# DOS command to read user path



## mgrove99 (Jan 18, 2005)

I am trying to create a batch file that will read the current user's path, maybe from the registry, and use this path to extract a file. I am trying to unzip a file to their documents & settings\<user>\my documents\... folder but need their user info to complete the path.

Any suggestions?


----------



## ChuckE (Aug 30, 2004)

In a DOS window enter the command "set" and see if any of the variables there are set to something you can use.


----------



## mgrove99 (Jan 18, 2005)

I can read a registry key but am not sure how to use this info in a set command so I can use the path name later.


----------



## angel (Dec 2, 1998)

Try:
%USERPROFILE%


----------



## ChuckE (Aug 30, 2004)

Why read a registry key if there is already a set value you can use.

As *angel* said you may be able to use %USERPROFILE%
as in:
unzip xyz.zip "%userprofile%\my documents"

(The above "unzip" command is not a command that exists in DOS without you getting such a program on your system. I only used it here as an example. Your command line may differ.)


----------



## mgrove99 (Jan 18, 2005)

That was the ticket, Thank you so much. How would I find more info on these types of command usages?


----------



## ChuckE (Aug 30, 2004)

Just type *help* in a DOS window, for a list of various commands.

For any one command (for example "blahblah") just type *help blahblah*

OR, most commands also have the */?* parameter.
So you could possibly type *blahblah /?*


----------



## mgrove99 (Jan 18, 2005)

I know about the DOS commands, but I do not know about the values %% available. Do you know where I might find more info on these?


----------



## angel (Dec 2, 1998)

When you did a "set", you should have seen numerous available variables. Just add the % before and after the name. You can also create your own and set them to whatever you like.
Another place to see them/edit them/add/delete, etc is to go to Environment Variables (available from System Properties).


----------



## mgrove99 (Jan 18, 2005)

I see that the keywords I needed to do a google search by were ENVIRONMENT VARIABLES. This gave me some good info on the variables available.
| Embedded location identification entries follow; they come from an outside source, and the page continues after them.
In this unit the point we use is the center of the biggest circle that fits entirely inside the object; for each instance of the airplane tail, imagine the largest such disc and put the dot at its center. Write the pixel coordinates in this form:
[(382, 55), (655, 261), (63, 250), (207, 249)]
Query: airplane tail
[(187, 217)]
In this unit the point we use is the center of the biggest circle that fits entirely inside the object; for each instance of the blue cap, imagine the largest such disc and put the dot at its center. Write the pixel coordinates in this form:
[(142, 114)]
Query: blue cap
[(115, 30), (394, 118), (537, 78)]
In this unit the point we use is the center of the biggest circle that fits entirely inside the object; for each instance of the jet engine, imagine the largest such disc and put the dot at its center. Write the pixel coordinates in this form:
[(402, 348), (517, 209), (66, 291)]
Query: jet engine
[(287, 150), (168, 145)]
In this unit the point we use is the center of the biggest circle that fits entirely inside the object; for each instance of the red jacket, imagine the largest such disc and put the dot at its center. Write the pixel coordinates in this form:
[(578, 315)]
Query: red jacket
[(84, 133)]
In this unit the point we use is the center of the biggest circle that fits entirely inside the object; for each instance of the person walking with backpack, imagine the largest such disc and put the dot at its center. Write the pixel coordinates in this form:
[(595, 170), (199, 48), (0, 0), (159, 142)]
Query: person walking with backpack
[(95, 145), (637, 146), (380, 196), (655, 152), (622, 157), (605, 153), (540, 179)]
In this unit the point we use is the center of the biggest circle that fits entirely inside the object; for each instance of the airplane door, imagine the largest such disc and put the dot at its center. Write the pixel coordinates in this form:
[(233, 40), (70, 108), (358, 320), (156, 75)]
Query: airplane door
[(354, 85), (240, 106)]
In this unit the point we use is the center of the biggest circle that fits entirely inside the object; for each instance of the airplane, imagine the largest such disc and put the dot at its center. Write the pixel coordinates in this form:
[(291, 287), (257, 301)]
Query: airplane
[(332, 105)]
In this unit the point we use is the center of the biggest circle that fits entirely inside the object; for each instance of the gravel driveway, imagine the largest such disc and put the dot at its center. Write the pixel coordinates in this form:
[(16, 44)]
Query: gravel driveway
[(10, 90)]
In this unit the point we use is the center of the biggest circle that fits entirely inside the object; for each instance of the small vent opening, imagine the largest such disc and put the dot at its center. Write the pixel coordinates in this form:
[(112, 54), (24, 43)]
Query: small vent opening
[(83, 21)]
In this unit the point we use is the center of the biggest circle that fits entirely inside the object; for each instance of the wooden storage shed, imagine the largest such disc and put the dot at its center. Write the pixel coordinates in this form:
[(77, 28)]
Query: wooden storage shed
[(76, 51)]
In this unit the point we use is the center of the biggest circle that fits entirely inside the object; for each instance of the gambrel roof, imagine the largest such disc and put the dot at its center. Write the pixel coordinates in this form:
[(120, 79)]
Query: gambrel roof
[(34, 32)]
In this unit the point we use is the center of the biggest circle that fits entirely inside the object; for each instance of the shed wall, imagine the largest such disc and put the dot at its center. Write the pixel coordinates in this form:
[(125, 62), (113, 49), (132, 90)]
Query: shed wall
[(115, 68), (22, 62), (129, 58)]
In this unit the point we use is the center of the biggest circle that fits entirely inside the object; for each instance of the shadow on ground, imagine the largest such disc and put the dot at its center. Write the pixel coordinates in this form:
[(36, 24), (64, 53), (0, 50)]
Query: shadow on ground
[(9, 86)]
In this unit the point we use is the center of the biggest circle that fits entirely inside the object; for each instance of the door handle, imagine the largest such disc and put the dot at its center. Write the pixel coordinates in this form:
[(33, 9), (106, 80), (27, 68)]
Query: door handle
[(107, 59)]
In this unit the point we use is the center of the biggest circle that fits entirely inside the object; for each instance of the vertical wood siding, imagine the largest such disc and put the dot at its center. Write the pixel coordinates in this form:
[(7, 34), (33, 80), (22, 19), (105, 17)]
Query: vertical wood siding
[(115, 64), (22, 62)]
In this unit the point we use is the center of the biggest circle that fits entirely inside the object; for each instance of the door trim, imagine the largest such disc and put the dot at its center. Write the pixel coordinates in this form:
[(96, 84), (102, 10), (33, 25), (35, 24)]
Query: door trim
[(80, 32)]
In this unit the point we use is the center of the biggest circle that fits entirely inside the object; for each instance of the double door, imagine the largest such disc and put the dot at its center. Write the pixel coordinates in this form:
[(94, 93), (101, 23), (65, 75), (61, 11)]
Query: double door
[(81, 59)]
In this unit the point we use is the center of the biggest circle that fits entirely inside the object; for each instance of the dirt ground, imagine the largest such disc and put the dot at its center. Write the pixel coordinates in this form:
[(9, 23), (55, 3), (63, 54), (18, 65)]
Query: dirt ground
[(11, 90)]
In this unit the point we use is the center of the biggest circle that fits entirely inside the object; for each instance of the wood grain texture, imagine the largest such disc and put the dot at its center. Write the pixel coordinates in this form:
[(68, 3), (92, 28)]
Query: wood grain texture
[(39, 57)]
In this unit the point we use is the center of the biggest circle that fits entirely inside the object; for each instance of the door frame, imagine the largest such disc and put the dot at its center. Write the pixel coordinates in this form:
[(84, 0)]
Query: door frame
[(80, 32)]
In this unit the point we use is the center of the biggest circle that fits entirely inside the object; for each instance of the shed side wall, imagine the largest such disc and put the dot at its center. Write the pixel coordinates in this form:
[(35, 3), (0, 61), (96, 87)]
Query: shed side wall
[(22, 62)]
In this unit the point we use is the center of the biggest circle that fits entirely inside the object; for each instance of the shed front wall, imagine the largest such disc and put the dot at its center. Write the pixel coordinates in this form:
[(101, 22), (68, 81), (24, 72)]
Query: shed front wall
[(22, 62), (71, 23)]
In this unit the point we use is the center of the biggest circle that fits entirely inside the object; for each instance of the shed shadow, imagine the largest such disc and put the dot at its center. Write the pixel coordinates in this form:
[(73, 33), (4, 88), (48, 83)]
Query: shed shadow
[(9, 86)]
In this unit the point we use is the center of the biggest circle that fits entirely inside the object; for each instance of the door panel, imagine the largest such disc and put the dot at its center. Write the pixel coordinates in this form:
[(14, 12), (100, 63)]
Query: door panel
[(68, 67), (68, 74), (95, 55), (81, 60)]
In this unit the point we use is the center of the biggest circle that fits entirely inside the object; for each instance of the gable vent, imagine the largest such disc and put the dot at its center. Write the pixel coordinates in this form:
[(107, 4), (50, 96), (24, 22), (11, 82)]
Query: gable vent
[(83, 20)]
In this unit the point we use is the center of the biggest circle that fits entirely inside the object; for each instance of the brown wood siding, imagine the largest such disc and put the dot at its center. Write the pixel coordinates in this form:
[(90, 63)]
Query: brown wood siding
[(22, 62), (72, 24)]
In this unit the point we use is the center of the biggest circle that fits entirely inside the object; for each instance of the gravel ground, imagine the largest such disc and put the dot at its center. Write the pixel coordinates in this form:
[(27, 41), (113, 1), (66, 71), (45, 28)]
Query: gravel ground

http://www.vlaurie.com/computers2/Articles/environment.htm

Thank you so much for pointing me in the right direction.


----------



## teruzzi (Jan 29, 2005)

Hello try with %USERNAME% or directly (better) with HOMEPATH=\Documents and Settings\mauri (%HOMEPATH%) and HOMEDRIVE=C: (%HOMEDRIVE%). This are suggest to change in many installation (like roaming profile).

Ciao
Maurizio


----------